Anytime I hear mention of Atkins or low carb these days, I want to shove said person headfirst into a mixer bowl filled with poolish, or alternatley beat them on the head with a peel and stick them into the deck oven. Considering we produce over 1000 kilos of bread stuffs nightly, and this sin't even taking into account Tuesday's production..which will be for all wholesale and retail orders for Thanksgiving day, I think all you Atkin-ers are CHEATING.
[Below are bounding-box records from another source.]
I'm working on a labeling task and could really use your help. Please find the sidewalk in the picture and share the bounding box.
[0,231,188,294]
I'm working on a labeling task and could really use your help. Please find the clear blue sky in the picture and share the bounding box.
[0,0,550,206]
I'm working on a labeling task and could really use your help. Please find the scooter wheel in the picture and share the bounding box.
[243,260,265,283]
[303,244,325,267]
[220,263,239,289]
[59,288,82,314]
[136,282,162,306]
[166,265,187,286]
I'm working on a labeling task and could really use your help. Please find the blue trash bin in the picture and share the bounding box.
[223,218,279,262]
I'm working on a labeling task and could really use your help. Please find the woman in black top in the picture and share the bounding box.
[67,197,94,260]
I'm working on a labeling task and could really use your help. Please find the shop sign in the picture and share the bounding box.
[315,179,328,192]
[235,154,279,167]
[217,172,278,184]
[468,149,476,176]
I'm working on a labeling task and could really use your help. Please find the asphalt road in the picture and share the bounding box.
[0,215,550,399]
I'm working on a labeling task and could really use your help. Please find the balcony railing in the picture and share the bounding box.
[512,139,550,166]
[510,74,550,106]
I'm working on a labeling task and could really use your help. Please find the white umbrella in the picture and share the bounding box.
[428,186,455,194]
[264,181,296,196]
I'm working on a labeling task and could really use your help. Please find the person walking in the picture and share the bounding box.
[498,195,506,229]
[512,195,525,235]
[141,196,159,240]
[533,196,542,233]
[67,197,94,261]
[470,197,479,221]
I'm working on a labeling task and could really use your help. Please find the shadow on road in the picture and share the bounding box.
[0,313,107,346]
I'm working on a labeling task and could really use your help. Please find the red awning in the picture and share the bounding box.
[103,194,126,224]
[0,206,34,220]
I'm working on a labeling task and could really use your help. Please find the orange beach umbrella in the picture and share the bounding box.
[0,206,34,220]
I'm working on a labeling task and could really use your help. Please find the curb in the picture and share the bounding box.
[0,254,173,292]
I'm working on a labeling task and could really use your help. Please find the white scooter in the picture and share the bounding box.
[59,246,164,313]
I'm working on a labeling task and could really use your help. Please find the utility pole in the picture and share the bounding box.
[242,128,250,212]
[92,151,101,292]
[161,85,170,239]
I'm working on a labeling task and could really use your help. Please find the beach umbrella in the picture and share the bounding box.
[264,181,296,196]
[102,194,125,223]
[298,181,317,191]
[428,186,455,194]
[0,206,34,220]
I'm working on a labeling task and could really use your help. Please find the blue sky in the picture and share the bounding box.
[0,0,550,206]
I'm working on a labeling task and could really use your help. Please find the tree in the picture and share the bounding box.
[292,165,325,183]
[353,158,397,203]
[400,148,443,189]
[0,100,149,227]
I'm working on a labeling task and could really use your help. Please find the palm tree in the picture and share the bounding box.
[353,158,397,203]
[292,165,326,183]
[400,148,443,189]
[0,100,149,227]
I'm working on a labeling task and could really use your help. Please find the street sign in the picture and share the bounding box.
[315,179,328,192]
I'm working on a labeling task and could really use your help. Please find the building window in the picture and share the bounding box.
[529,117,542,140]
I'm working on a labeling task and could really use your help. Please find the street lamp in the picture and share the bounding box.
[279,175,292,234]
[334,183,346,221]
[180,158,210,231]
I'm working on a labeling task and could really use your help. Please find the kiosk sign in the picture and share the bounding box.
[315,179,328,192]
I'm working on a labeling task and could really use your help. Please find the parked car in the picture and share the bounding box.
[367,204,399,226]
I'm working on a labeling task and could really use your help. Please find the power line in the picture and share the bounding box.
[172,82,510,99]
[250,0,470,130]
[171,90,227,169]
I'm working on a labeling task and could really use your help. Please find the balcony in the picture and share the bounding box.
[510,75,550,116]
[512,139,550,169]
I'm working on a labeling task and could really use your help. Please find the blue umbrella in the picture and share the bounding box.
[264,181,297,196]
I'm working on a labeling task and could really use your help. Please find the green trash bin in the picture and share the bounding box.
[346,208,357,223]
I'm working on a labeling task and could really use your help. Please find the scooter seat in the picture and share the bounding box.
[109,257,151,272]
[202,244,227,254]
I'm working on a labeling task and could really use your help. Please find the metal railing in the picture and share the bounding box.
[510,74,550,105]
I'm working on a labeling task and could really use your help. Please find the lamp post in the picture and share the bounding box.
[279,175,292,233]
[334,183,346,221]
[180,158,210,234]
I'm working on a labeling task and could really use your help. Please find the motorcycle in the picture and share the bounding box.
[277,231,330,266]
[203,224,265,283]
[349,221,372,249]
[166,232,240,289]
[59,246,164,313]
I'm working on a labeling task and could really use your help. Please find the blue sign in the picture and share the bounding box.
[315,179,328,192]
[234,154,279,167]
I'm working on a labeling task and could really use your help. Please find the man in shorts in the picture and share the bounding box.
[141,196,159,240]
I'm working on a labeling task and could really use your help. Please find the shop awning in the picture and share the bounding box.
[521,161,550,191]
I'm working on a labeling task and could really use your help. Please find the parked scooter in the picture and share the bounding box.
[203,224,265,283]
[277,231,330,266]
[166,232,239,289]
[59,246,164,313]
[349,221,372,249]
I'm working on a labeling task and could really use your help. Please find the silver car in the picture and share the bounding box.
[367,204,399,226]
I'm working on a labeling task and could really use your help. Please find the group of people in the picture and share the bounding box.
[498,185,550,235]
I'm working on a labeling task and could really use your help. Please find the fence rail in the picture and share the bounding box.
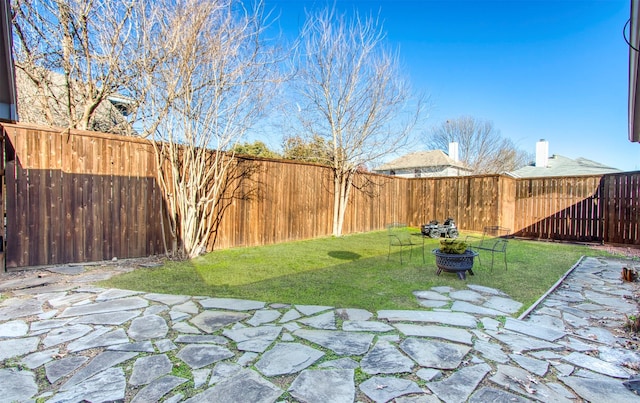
[2,124,640,268]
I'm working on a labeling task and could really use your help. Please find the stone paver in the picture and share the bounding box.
[0,258,640,403]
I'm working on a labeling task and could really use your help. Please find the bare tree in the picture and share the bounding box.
[136,0,277,257]
[295,9,422,236]
[427,116,531,174]
[12,0,137,134]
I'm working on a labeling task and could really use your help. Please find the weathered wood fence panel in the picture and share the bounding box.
[2,124,640,268]
[3,125,164,268]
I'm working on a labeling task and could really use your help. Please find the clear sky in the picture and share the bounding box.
[265,0,640,171]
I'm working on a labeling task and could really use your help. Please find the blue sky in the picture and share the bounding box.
[265,0,640,171]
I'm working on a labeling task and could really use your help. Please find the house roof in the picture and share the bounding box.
[508,154,621,178]
[374,150,471,171]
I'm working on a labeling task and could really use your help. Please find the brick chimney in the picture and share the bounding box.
[449,141,460,162]
[536,139,549,168]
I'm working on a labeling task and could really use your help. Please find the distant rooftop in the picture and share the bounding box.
[374,150,469,171]
[508,154,621,178]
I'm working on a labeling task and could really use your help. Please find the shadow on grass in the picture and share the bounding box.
[327,250,362,260]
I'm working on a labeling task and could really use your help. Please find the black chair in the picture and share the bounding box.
[465,225,511,271]
[387,222,424,264]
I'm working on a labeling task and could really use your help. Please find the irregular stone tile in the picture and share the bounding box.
[418,299,449,308]
[185,369,284,403]
[598,346,640,367]
[282,322,302,332]
[47,368,127,403]
[142,304,166,317]
[469,387,530,403]
[44,355,89,383]
[176,344,234,369]
[489,364,575,403]
[576,327,618,345]
[42,324,93,347]
[296,305,333,316]
[222,326,282,353]
[289,369,356,403]
[360,376,424,403]
[416,368,442,382]
[247,309,281,326]
[451,301,505,316]
[528,313,568,332]
[169,311,191,322]
[298,311,337,330]
[20,348,59,370]
[427,364,491,402]
[107,340,155,353]
[293,329,373,355]
[172,301,200,315]
[127,315,169,341]
[558,376,638,403]
[378,310,478,328]
[449,290,485,303]
[198,298,265,311]
[473,339,509,364]
[47,292,95,309]
[0,320,29,339]
[336,308,373,320]
[209,362,242,385]
[486,330,564,352]
[155,339,178,353]
[563,352,631,379]
[256,343,324,376]
[467,284,508,297]
[129,354,173,386]
[413,291,451,301]
[360,341,414,375]
[67,329,129,352]
[0,368,38,402]
[0,336,40,361]
[394,323,472,344]
[342,320,394,333]
[96,289,142,302]
[72,310,142,326]
[0,298,43,321]
[60,351,138,392]
[504,318,566,342]
[560,337,598,353]
[480,318,502,331]
[30,319,71,334]
[58,297,149,318]
[143,293,190,306]
[483,296,522,314]
[191,369,211,389]
[190,311,249,333]
[171,322,202,334]
[131,375,187,403]
[400,337,471,369]
[318,358,360,369]
[279,309,302,323]
[509,354,549,377]
[551,362,575,376]
[175,334,229,345]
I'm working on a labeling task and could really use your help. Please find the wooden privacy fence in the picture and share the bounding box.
[2,124,640,268]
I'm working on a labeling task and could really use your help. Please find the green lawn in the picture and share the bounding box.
[101,229,606,312]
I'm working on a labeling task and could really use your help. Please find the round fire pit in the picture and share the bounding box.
[431,249,478,280]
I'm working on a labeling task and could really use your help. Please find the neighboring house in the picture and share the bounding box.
[373,143,471,178]
[507,140,622,178]
[16,69,135,135]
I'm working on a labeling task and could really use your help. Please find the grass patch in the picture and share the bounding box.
[100,229,608,312]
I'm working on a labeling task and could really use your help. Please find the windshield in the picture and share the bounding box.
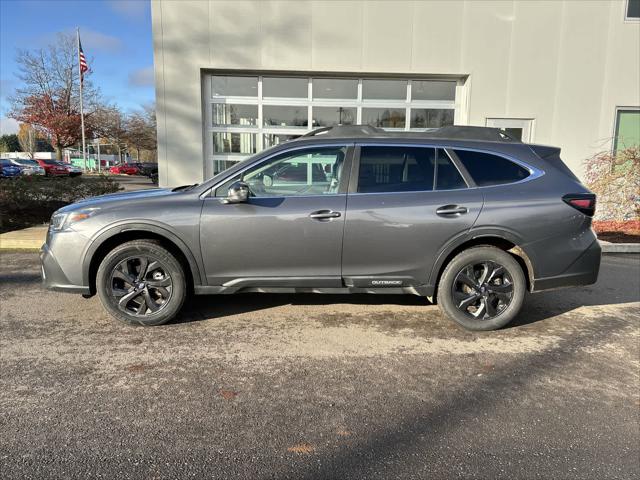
[16,159,39,167]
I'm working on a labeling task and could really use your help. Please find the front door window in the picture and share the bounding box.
[242,147,347,197]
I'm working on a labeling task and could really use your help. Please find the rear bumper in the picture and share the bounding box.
[40,239,90,295]
[533,240,602,292]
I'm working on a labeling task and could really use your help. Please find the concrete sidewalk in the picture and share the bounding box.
[0,225,640,253]
[0,225,49,250]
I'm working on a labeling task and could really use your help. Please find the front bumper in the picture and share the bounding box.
[40,232,90,295]
[533,240,602,292]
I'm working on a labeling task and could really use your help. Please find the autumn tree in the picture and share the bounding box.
[125,105,158,159]
[0,133,20,153]
[17,123,52,158]
[9,33,99,160]
[93,105,127,160]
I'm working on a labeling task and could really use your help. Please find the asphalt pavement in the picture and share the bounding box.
[0,253,640,479]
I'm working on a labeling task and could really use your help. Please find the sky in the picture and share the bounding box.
[0,0,155,134]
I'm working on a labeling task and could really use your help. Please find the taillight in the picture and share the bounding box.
[562,193,596,217]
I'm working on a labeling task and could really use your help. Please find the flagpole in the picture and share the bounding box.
[76,27,87,171]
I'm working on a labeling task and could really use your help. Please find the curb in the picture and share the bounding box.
[599,240,640,253]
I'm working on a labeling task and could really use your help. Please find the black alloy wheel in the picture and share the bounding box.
[452,261,513,320]
[437,245,527,331]
[111,256,173,316]
[96,240,187,326]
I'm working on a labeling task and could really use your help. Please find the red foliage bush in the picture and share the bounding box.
[593,220,640,235]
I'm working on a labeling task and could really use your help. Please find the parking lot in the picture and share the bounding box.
[0,253,640,479]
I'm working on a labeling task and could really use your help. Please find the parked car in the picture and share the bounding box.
[0,158,22,178]
[58,162,83,177]
[109,163,140,175]
[36,159,69,177]
[135,162,158,178]
[41,126,600,330]
[9,158,45,176]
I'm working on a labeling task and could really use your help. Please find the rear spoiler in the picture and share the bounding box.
[529,145,580,182]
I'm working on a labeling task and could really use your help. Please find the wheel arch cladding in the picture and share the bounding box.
[84,228,202,295]
[431,235,534,296]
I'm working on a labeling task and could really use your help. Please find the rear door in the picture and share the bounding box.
[342,145,483,288]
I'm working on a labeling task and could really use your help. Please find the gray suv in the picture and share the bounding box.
[41,126,600,330]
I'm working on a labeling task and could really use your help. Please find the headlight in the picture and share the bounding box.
[50,208,98,231]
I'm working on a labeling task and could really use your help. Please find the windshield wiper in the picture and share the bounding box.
[171,183,200,192]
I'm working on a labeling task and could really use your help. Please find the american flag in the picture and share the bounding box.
[78,38,89,81]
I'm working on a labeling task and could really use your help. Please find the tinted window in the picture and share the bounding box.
[358,147,436,193]
[455,150,529,187]
[436,148,467,190]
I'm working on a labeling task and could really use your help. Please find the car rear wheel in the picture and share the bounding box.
[96,240,187,326]
[438,246,527,330]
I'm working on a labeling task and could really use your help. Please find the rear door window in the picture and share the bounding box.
[358,146,436,193]
[454,150,531,187]
[436,148,467,190]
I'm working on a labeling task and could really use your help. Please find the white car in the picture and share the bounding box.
[9,158,45,175]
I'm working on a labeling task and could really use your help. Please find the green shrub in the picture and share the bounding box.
[585,146,640,221]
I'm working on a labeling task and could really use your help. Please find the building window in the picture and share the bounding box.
[485,118,533,143]
[613,108,640,153]
[203,73,458,176]
[625,0,640,20]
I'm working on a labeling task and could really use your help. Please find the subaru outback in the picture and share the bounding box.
[41,126,600,330]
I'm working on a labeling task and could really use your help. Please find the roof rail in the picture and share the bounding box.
[424,125,519,142]
[301,125,520,142]
[302,125,386,138]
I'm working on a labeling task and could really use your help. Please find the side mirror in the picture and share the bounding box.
[222,181,249,203]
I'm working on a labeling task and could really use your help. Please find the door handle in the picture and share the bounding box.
[436,205,469,216]
[309,210,342,220]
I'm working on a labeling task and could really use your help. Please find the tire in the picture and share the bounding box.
[96,240,187,326]
[437,246,527,331]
I was contemplating the banes and niceties of my work existence recently, and realized that until Thanksgiving passes, it is almost all bane. Some highlights include
NASTY OVEN MITTS: And I wonder why all the rack bakers have rashes. Yummy crusty oily goodness.
S HAS BEEN BORN AGAIN: Being chased through the shape room while he explains how Jesus will save me, and his pastor will lay hands on me and heal me. This is very amusing, considering S has such a thick East Indian accent.
DINNER ROLLS: Tuesday night has an order for 300 dozen, on top of the 180 dozen usually done. Guess who gets to snip crosses into the top of every roll? Here's a hint..I already have carpal tunnel syndrome. I've been forgoing the double snip the past few months, unless W is present. Then I go hide in the walk in to snip and try to hide the rolls until after they are baked and nothing can be done about it.
S's W IMPERSONATION: His is so dead on, even with the thick East Indian accent, the first time he did it I could feeeeel my sphincter loosen.
CRAPPY SATCHEL BAGS: Have you ever lugged 4 bags filled with 60 pounds of rolls and twists across a crowded bakery and had them split open? No? It isn't fun. Especially when rolls roll.
So please, save a baker. Buy Pillsbury Crescent rolls instead.